Poem A Day – Aug. 2, 2016

#MIDDLEBURY

Walk On, Walk Away

Afaa Michael Weaver

Can we just stay here in the space where our loud laughing
won’t disturb the mausoleum of St. Peter, three times denying
the purple iris, can we hobble the horses to the hitching post
in front of the post office and let everything fall out of where
we put it to be delivered, can we call the night choir of crickets
down here to make the road home sing while the lightning bugs
show us the way to a happy wages of sin so then we will not dare
cry when the trumpet hits the high note of getting up in the morning,
going back to be counted by the straw bosses, and to count them,
making note of how sure this Earth is, this world of work we define
ourselves, as long as we know it will need us, as long as guarantees
paint themselves against the invisible ley lines pulling mountains
together, summoning snow caps in California over the broad brown
hills laying up to hear God’s whims like fallen but contented angels.

About this poem
“‘Walk on, Walk Away’ is intended to celebrate the spirit of American laborers.

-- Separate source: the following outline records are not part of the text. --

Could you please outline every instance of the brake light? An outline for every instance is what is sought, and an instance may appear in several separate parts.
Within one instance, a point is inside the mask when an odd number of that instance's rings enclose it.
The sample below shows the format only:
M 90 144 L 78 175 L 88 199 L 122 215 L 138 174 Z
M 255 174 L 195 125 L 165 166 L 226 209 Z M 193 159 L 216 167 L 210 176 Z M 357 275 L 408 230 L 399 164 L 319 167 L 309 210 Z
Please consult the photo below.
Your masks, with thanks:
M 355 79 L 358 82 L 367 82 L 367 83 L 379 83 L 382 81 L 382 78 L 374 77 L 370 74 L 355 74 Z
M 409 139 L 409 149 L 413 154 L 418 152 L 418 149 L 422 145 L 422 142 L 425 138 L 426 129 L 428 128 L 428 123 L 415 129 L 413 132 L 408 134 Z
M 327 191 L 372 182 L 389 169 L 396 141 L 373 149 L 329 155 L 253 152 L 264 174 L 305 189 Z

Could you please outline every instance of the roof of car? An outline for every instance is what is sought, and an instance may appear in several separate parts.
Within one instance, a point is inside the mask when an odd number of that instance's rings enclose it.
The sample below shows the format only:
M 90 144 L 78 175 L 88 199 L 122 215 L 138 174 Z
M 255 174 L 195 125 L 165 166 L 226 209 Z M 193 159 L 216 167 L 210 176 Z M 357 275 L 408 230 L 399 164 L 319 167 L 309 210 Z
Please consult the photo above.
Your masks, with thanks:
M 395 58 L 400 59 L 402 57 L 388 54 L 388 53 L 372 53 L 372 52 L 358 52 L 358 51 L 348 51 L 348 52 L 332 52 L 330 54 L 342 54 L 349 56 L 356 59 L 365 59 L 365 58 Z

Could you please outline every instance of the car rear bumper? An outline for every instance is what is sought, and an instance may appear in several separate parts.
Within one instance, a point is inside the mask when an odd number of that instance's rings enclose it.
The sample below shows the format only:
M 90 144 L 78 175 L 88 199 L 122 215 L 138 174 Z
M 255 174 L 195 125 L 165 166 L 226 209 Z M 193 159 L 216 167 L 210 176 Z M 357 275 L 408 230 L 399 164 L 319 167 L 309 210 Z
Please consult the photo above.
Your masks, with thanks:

The poem is from my newest manuscript, ‘A Righteous Union of Things,’ a collection of poems exploring my own life as a veteran of 15 years (1970-1985), as a semi-skilled factory worker in my native Baltimore, and, by extension, an exploration and celebration of America’s working-class culture.” – Afaa Michael Weaver

About Afaa Michael Weaver
Afaa Michael Weaver is the author of “The City of Eternal Spring” (University of Pittsburgh Press, 2014). He teaches in Drew University’s M.F.A. program and lives in West Cornwall, Conn.